ただし、「S07A」型はNシリーズの開発時点でS660のようなスポーツモデルへの搭載も考慮して開発がなされていたエンジンであり、開発陣によれば「現在のスペックは潜在的性能の70%程度」であるという。事実、S660の出力カーブを見ると常用域である4000回転後半から7500回転あたりまで最高出力の64馬力を発揮し続けているが、これは強制的に軽自動車のメーカー自主規制上限である64馬力に合わせていることの証であり、伸び代が大きく残されている裏付けでもある。

「安全で楽しい」新しいスポーツカーの課題

エンジンを後輪軸の前に搭載したミッドシップレイアウトを採用

世界の名だたるスポーツカーと同じく、エンジンを後輪軸の前に搭載したミッドシップレイアウトを採用する「S660」。その走りがいかに刺激的であるかは各方面で絶賛されていることからもおわかりいただけるだろう。

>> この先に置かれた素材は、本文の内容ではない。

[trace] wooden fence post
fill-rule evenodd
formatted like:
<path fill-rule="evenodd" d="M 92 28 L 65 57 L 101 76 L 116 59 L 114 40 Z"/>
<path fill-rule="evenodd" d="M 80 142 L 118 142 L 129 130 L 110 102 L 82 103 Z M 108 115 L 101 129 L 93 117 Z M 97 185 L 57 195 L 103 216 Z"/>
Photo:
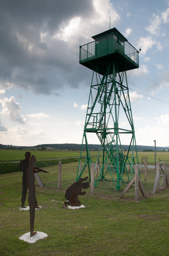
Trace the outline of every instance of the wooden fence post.
<path fill-rule="evenodd" d="M 78 173 L 79 174 L 80 174 L 81 170 L 81 161 L 80 160 L 80 164 L 79 164 L 79 168 L 78 170 L 79 170 L 79 173 Z"/>
<path fill-rule="evenodd" d="M 62 172 L 62 162 L 59 162 L 59 170 L 58 170 L 58 189 L 61 189 L 61 172 Z"/>
<path fill-rule="evenodd" d="M 91 166 L 91 194 L 94 195 L 94 181 L 95 181 L 95 164 L 92 163 Z"/>
<path fill-rule="evenodd" d="M 155 179 L 153 194 L 158 193 L 160 191 L 160 163 L 157 163 L 156 176 Z"/>
<path fill-rule="evenodd" d="M 145 162 L 145 181 L 147 181 L 147 158 Z"/>
<path fill-rule="evenodd" d="M 139 164 L 136 164 L 135 165 L 135 200 L 138 200 L 138 190 L 139 190 Z"/>
<path fill-rule="evenodd" d="M 163 180 L 164 187 L 166 187 L 166 171 L 165 171 L 165 162 L 164 162 L 163 164 L 163 172 L 164 175 L 164 178 Z"/>
<path fill-rule="evenodd" d="M 39 174 L 38 173 L 35 174 L 35 176 L 37 179 L 39 186 L 41 187 L 43 187 L 43 183 L 41 179 L 39 177 Z"/>

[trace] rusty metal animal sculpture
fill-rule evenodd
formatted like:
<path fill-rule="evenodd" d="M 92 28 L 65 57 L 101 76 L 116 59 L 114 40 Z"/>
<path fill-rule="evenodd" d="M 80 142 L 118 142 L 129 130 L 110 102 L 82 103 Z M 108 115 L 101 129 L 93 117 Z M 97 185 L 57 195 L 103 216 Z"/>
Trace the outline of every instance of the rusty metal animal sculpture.
<path fill-rule="evenodd" d="M 81 203 L 78 199 L 78 196 L 86 194 L 86 191 L 82 192 L 81 189 L 88 188 L 89 187 L 89 182 L 82 183 L 82 182 L 87 179 L 88 179 L 88 177 L 84 178 L 80 178 L 76 182 L 68 187 L 65 194 L 65 198 L 68 200 L 68 202 L 65 202 L 66 207 L 67 206 L 68 204 L 71 206 L 80 206 Z"/>

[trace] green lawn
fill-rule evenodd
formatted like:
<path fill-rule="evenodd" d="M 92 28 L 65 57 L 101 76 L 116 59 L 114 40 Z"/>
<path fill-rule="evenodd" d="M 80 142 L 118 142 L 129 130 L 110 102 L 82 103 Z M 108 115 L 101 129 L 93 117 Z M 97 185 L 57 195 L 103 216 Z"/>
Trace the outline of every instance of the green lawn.
<path fill-rule="evenodd" d="M 20 161 L 25 158 L 25 150 L 0 150 L 0 161 Z M 79 157 L 79 151 L 38 151 L 30 150 L 31 155 L 34 155 L 37 160 L 50 159 L 52 158 L 63 158 Z M 91 155 L 97 155 L 98 152 L 92 151 Z M 86 155 L 85 151 L 82 153 L 82 156 Z"/>
<path fill-rule="evenodd" d="M 18 239 L 30 231 L 29 211 L 19 209 L 21 174 L 0 175 L 1 255 L 169 255 L 169 190 L 152 195 L 155 170 L 148 170 L 146 182 L 140 173 L 146 199 L 139 193 L 135 202 L 133 186 L 120 199 L 121 191 L 100 181 L 94 196 L 89 188 L 86 195 L 79 197 L 86 208 L 63 209 L 65 191 L 75 182 L 77 165 L 62 165 L 61 190 L 57 189 L 58 165 L 44 167 L 49 173 L 40 174 L 43 187 L 36 180 L 36 197 L 42 208 L 36 211 L 35 230 L 48 236 L 35 244 Z"/>
<path fill-rule="evenodd" d="M 0 162 L 7 161 L 20 161 L 24 159 L 25 150 L 0 150 Z M 35 155 L 37 160 L 49 159 L 52 158 L 70 158 L 80 156 L 79 151 L 29 151 L 31 155 Z M 92 156 L 97 155 L 97 152 L 90 151 L 90 154 Z M 124 152 L 124 154 L 127 154 Z M 82 156 L 86 156 L 86 152 L 82 152 Z M 131 156 L 131 153 L 129 153 L 129 156 Z M 136 157 L 136 152 L 134 153 L 134 157 Z M 154 152 L 138 152 L 139 163 L 142 163 L 142 157 L 148 157 L 148 162 L 154 163 L 155 153 Z M 156 153 L 156 160 L 158 161 L 159 158 L 161 160 L 169 160 L 169 152 L 157 152 Z M 169 161 L 167 162 L 169 163 Z"/>

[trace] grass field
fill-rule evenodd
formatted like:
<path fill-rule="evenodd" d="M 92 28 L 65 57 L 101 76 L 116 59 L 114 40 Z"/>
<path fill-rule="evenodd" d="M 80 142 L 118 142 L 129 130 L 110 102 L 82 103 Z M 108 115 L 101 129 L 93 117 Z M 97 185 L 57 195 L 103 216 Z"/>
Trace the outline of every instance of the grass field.
<path fill-rule="evenodd" d="M 24 154 L 26 151 L 15 151 L 0 150 L 0 162 L 8 161 L 20 161 L 25 158 Z M 63 158 L 79 157 L 80 152 L 79 151 L 38 151 L 30 150 L 29 152 L 31 155 L 34 155 L 37 160 L 51 159 L 55 158 Z M 97 155 L 98 152 L 95 151 L 91 152 L 91 155 Z M 86 155 L 86 152 L 82 153 L 82 156 Z M 168 154 L 169 155 L 169 154 Z"/>
<path fill-rule="evenodd" d="M 85 208 L 63 209 L 66 190 L 75 180 L 77 165 L 62 165 L 60 190 L 57 189 L 58 166 L 45 167 L 49 173 L 40 174 L 43 187 L 36 180 L 36 198 L 42 208 L 36 211 L 35 230 L 48 236 L 35 244 L 18 239 L 30 231 L 29 211 L 19 209 L 21 174 L 0 175 L 1 255 L 169 255 L 169 189 L 152 194 L 155 170 L 148 170 L 146 182 L 140 173 L 147 198 L 139 193 L 135 202 L 132 186 L 120 199 L 120 191 L 111 190 L 100 181 L 94 196 L 89 188 L 86 195 L 79 197 Z"/>
<path fill-rule="evenodd" d="M 37 160 L 40 159 L 50 159 L 55 158 L 69 158 L 79 157 L 80 156 L 79 151 L 29 151 L 31 155 L 35 155 Z M 26 151 L 14 151 L 0 150 L 0 162 L 8 161 L 20 161 L 24 159 L 24 154 Z M 91 151 L 90 154 L 92 156 L 97 155 L 97 152 Z M 125 152 L 124 152 L 125 155 Z M 82 156 L 86 156 L 86 152 L 82 152 Z M 129 156 L 131 156 L 131 153 L 129 153 Z M 134 157 L 136 157 L 136 153 L 134 153 Z M 154 152 L 138 152 L 138 157 L 139 163 L 142 163 L 142 157 L 148 157 L 148 162 L 154 163 L 155 153 Z M 169 152 L 157 152 L 156 153 L 157 162 L 160 158 L 161 160 L 169 160 Z M 169 161 L 168 161 L 169 163 Z"/>

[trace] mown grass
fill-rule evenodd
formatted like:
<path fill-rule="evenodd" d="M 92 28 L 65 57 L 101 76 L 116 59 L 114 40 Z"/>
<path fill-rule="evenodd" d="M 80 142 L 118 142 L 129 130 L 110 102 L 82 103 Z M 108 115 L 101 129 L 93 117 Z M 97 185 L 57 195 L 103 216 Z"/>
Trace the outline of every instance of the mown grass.
<path fill-rule="evenodd" d="M 21 161 L 25 158 L 24 155 L 26 151 L 31 152 L 31 155 L 34 155 L 37 160 L 52 159 L 55 158 L 63 158 L 79 157 L 79 151 L 39 151 L 39 150 L 0 150 L 0 161 Z M 91 155 L 97 155 L 95 151 L 91 152 Z M 82 152 L 82 156 L 86 155 L 85 151 Z"/>
<path fill-rule="evenodd" d="M 21 174 L 0 176 L 1 255 L 169 255 L 169 190 L 152 195 L 155 170 L 148 170 L 146 182 L 140 173 L 146 199 L 139 193 L 135 202 L 132 186 L 120 199 L 121 191 L 103 189 L 106 183 L 100 181 L 94 196 L 89 188 L 86 195 L 79 197 L 86 208 L 63 209 L 65 191 L 75 180 L 77 165 L 62 165 L 60 190 L 57 189 L 58 166 L 43 168 L 49 172 L 39 174 L 43 187 L 36 180 L 36 197 L 42 208 L 36 211 L 35 230 L 48 236 L 32 244 L 18 239 L 30 231 L 30 213 L 19 209 Z"/>
<path fill-rule="evenodd" d="M 11 161 L 21 161 L 24 159 L 25 150 L 0 150 L 0 162 Z M 79 151 L 29 151 L 31 155 L 34 155 L 37 160 L 42 159 L 52 159 L 55 158 L 77 157 L 80 156 Z M 95 156 L 98 154 L 97 152 L 90 152 L 91 155 Z M 124 155 L 126 154 L 126 152 L 124 152 Z M 131 156 L 131 152 L 129 153 L 129 156 Z M 82 152 L 82 156 L 86 156 L 86 152 Z M 136 152 L 134 152 L 134 157 L 136 157 Z M 148 162 L 154 163 L 155 153 L 154 152 L 138 152 L 138 158 L 139 163 L 142 163 L 142 157 L 148 157 Z M 160 158 L 161 160 L 169 160 L 169 152 L 157 152 L 156 153 L 156 160 L 158 161 Z"/>

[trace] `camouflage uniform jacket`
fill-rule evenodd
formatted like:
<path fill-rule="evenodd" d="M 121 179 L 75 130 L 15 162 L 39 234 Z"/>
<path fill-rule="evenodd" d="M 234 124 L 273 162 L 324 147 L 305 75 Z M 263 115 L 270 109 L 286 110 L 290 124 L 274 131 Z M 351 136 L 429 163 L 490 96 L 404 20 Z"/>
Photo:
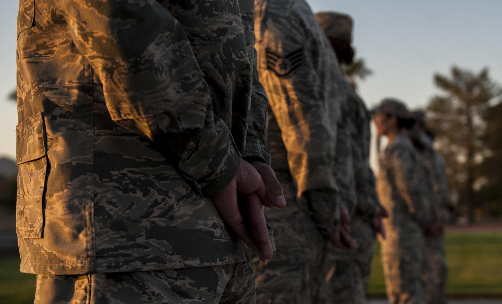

筆者もサーキットでの全開走行を体験しているが、軽やかに鼻先を右に左へと変えながら後輪を軸にしてコーナーをクリアする「S660」の操縦安定性には目を見張るものがある。筆者は大型バイクを移動の足とし、ときにサーキット走行も行うが、コーナリング時における爽快感はバイクのそれに勝るとも劣らない。

ただ、ひとつだけ気になることがある。それは軽自動車初の装備である「アジャイルハンドリングアシスト」の存在だ。詳細な技術解説は省くが、車両挙動安定装置である「VSA」のセンサーを使い、ドライバーが意図したコーナリングラインを保てないとセンサーが判断した場合に、車両の内側にブレーキをかけることで理想的な走行ラインを保とうとする技術だ。つまり、電子制御により、ドライバーの運転を補助する仕組みである。

車両挙動の安定こそクルマを速く走らせる第一歩であることから、装備そのものには賛成だ。ただ、その介入具合が大きく、さらにはその機能を任意でオフにできないことに疑問を感じた。一般的にミッドシップレイアウトは鋭いコーナリングの醍醐味が味わえる反面、限界点を超えるとスピンモードに陥りやすい。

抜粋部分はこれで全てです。